How Does Weyl's Criterion Apply in Proving Uniform Convergence?

[kittensies]

Homework Statement

f is a continuous periodic function on $$\mathbb{R}$$ with period 1, and $${\xi_n}$$ is a equidistributed sequence on [0,1).

Also given is that $$\int_0^1 f(x)dx=0$$

I need to prove that $$\lim_{n\rightarrow \infty}\frac{1}{N}\sum_{n=1}^N f(x+\xi_n) = 0$$ uniformly in x.

Homework Equations

Weyl's criterion?

The Attempt at a Solution

Let f be a trig polynomial. Then $$\frac{1}{N}\sum_{n=1}^N f(x+\xi_n) = \frac{1}{N}\sum_{n=1}^N e^{2\pi in(x+\xi_n)} \leq \frac{1}{N}|\sum_{n=1}^N e^{2\pi in(x)}||\sum_{n=1}^N e^{2\pi in\xi_n)}|$$

By Weyl's criterion, $$\frac{1}{N}|\sum_{n=1}^N e^{2\pi in\xi_n)}|\rightarrow 0$$ as N goes to $\infty$, and $$|\sum_{n=1}^N e^{2\pi in(x)}|$$ goes to 0 since $$\int_0^1 f(x)dx=0$$.

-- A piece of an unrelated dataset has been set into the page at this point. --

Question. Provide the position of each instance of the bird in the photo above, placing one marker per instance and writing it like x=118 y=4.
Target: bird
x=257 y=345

(This part above I'm not certain about -- can I just show that the two parts of something bigger absolutely converges to show that P converges?)

Then we can find a trig polynomial P such that $$sup |f(x)-P(x)|\leq\epsilon$$
Then $$|\dfrac{1}{N}\sum_{n=1}^N P(x+\xi_n) - \int f(x)dx|=|\dfrac{1}{N}\sum_{n=1}^N P(x+\xi_n)|\leq$$
$$\dfrac{1}{N}|\sum_{n=1}^N f(x+\xi_n) - P(x+\xi_n)| +\dfrac{1}{N}|\sum_{n=1}^N P(x+\xi_n) - P(x)| +\int_0^1 |f(x) - P(x)|\leq 3\epsilon$$

Does this work? I'm not sure if the logic follows.

 

[mighty2000]

Also, how does Weyl's criterion fit into this proof? Thanks for any help you can provide.Your attempt at a solution looks good so far. The use of Weyl's criterion is correct, as it shows that the term $\frac{1}{N}\sum_{n=1}^N e^{2\pi in\xi_n}$ converges to 0 as $N\rightarrow \infty$. This is important because it allows you to bound the term $\frac{1}{N}\sum_{n=1}^N e^{2\pi in(x+\xi_n)}$ by a constant multiple of $\frac{1}{N}$, which goes to 0 as well.

To address your question about showing convergence, you are on the right track. To show that $\frac{1}{N}\sum_{n=1}^N e^{2\pi in\xi_n}$ converges, you can use the fact that it is a sequence of complex numbers and use the triangle inequality to bound it by a geometric series. Then, as you mentioned, you can use the absolute convergence of that series to show that the original sequence converges as well.

One thing to note is that you should probably specify that the trig polynomial $P$ is chosen such that it approximates $f$ uniformly, since you need uniform convergence in order to take the limit inside the integral in your final step. Other than that, your proof looks good.